For anyone wanting to really understand what is happening just now at Arsenal, as well as how Wenger has ridden through what his old nemesis Alex Ferguson this week admiringly called a "forest of criticism without ever bowing", it is worth re-reading those comments.
Wenger might have been speaking generally but, at the absolute heart of whether he continued as Arsenal manager has been a discussion over a series of structural changes around him.
Chief executive Ivan Gazidis wants to appoint a sporting director/operations figure to help co-ordinate and inspire best practice in areas ranging from sports science and medicine to recruitment, contracts and scouting.
Wenger has been told that it is about collective improvement and streamlining how the clubs works rather than challenging his core areas of decision-making.

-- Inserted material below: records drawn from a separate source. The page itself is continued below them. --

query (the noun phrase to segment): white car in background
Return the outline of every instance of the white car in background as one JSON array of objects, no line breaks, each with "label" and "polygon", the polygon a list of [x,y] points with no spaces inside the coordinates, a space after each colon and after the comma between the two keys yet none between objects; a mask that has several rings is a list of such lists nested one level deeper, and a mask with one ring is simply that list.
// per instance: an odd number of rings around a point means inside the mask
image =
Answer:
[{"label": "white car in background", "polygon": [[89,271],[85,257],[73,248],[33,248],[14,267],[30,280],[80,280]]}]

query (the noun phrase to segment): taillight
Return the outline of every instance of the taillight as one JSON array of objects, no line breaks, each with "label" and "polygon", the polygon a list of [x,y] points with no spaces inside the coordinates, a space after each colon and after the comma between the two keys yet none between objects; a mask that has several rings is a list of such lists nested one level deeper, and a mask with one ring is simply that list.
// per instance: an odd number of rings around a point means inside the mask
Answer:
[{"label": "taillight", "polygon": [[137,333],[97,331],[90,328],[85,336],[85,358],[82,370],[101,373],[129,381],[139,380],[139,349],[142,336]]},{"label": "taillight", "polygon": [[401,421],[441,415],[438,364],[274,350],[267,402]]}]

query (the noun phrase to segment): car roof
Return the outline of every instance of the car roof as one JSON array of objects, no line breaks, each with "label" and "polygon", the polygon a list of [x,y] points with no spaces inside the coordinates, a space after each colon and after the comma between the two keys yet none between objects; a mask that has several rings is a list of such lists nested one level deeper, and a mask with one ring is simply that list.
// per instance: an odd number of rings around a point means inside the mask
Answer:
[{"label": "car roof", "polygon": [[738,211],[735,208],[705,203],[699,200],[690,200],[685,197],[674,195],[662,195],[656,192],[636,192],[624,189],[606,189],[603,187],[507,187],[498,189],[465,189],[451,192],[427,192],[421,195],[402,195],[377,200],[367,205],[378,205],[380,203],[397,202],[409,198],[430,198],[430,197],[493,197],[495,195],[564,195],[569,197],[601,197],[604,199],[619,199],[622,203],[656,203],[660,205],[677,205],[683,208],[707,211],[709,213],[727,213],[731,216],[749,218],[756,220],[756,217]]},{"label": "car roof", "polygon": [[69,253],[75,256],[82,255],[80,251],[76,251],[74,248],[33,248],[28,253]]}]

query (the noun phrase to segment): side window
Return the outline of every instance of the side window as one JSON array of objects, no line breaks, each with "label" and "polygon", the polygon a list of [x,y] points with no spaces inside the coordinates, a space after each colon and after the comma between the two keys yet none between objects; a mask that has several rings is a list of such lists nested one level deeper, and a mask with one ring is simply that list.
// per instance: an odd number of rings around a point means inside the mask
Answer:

The suspicion, though, is that there is also a cosmetic element to this amid a desire to sell some aspect of modernisation to disgruntled fans.
It is clearly also a sensitive subject for Wenger, as well as his staff, and an innocent question about whether anyone could ever break his FA Cup record suggested the issue is still rattling around his brain.
"It's difficult to predict what will happen in the next 20 years," he said.
"Maybe we'll have a robot on the bench who will make the decisions and the computer will analyse exactly what decisions he makes during the game."
It was unclear whether he was completely joking and, while he does want go on, it underlined how next week's talks could yet turn tense.
Critical in all this, of course, will be majority owner Stan Kroenke, and he very firmly still regards Wenger as one of the best people he has ever met in more than 20 years across numerous professional sports.
It can be safely assumed that he also shares the manager's certainty that good decisions are made independent of the emotion and noise that might surround them.